Yesterday, we got the PMI survey data for U.S. manufacturing in the month of May and the overall index was slightly above 50, which indicates expansion. So, of course, the headline readers were re-assured that the U.S. is not in recession. Right? Nope.
First, here’s the data:
PMI Manufacturing Index Flash
Released On 5/23/2016 9:45:00 AM For May, 2016:
Consensus: 50.8
Consensus Range: 50.5 to 51.5
Actual: 50.5
And here is the chart for the Index showing that it is just above contraction:
The PMI Index includes all sorts of data about future expectations and other kinds of hopium, rhymes with opium.
Now for a very important fact: in May actual manufacturing production declined for the first time since September, 2009. This news about output was not in the headline stories you read. The chart below looks less positive, doesn’t it?
You probably also didn’t see the comments from Markit’s Chief Economist Chris Williamson:
- “The weak manufacturing PMI data cast doubt on the ability of the US economy to rebound from its disappointing start to the year in the second quarter. The survey is signalling that manufacturing will act as a drag on economic growth in the second quarter, leaving the economy once again dependent on the service sector, and consumers in particular, to sustain growth.”
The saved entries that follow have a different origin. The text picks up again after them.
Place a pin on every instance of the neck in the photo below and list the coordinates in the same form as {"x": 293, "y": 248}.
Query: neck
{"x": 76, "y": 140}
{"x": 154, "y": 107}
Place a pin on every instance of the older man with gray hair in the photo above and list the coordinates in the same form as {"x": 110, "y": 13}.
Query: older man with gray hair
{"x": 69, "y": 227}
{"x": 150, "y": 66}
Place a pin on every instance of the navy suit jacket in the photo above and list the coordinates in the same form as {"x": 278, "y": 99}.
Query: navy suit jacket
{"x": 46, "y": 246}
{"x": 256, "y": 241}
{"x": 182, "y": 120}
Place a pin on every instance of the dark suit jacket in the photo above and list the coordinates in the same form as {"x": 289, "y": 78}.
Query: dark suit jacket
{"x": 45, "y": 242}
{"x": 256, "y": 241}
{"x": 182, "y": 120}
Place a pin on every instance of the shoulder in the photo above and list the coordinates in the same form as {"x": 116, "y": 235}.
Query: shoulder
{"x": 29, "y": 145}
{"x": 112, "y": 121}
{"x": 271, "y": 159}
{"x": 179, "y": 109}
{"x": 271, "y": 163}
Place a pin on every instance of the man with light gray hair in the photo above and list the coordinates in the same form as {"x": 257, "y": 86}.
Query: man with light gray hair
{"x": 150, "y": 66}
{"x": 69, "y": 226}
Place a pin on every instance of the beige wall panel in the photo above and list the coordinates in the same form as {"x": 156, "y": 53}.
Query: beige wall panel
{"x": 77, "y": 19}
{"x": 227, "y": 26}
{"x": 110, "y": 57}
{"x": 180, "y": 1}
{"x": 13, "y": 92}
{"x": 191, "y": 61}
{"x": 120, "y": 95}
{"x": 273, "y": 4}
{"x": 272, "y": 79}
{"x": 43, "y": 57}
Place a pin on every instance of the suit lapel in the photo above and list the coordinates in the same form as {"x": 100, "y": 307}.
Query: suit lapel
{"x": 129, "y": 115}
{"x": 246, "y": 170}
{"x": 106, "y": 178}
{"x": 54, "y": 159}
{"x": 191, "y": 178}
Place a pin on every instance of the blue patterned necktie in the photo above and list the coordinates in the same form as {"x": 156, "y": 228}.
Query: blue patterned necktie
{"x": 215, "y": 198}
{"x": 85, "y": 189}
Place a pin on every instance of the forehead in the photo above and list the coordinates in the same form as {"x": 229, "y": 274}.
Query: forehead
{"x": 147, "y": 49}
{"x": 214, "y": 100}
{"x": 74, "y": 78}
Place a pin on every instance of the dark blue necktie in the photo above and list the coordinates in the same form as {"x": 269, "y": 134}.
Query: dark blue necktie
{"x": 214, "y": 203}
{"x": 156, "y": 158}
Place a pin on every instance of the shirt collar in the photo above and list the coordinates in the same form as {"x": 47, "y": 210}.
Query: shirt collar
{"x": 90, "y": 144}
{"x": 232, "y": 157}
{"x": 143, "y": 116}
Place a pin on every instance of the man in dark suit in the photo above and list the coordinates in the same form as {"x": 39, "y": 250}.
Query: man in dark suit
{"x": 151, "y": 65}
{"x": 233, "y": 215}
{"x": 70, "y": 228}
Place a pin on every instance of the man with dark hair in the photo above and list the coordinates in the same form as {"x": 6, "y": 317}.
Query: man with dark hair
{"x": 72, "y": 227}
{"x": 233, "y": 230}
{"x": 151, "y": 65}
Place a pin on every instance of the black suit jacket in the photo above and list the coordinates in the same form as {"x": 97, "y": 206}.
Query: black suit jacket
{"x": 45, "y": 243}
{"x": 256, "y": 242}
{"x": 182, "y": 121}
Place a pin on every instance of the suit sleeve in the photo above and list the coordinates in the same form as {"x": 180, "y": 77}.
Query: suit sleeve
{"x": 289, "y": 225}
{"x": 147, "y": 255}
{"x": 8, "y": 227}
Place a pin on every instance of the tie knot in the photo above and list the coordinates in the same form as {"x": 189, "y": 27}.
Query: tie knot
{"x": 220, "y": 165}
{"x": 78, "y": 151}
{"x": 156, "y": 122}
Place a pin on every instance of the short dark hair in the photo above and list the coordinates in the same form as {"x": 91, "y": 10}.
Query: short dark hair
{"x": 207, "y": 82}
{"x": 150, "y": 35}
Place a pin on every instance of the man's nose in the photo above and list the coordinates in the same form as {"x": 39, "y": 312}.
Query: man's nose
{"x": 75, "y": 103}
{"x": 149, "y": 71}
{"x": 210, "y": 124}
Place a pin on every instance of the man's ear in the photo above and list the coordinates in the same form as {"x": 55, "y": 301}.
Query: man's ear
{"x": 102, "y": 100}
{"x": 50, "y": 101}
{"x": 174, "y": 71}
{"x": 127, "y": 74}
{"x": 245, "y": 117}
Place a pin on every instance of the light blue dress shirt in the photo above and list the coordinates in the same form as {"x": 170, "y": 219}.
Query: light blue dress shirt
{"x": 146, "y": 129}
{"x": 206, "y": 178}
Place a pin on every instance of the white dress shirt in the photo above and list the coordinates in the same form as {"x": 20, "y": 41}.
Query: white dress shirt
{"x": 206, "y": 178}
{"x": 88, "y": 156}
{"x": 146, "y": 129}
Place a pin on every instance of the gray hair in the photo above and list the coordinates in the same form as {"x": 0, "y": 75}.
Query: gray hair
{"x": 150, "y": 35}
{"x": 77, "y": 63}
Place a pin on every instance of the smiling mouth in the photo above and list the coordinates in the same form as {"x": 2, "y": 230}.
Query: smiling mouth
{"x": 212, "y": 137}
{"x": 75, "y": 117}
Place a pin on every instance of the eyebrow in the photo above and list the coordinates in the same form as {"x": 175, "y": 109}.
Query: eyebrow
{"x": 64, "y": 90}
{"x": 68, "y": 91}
- “Output is falling for the first time since the height of the global financial crisis, with factories hit by slowing growth of order books and falling exports. Backlogs of work are also dropping at the fastest rate since the recession, meaning firms will be poised to cut capacity unless inflows of new work start to pick up again.”
- “The survey’s employment gauge is in fact already running at a level consistent with a further reduction in the official measure of factory payroll numbers.”
If you are going to read one of these reports, you need to read the whole thing.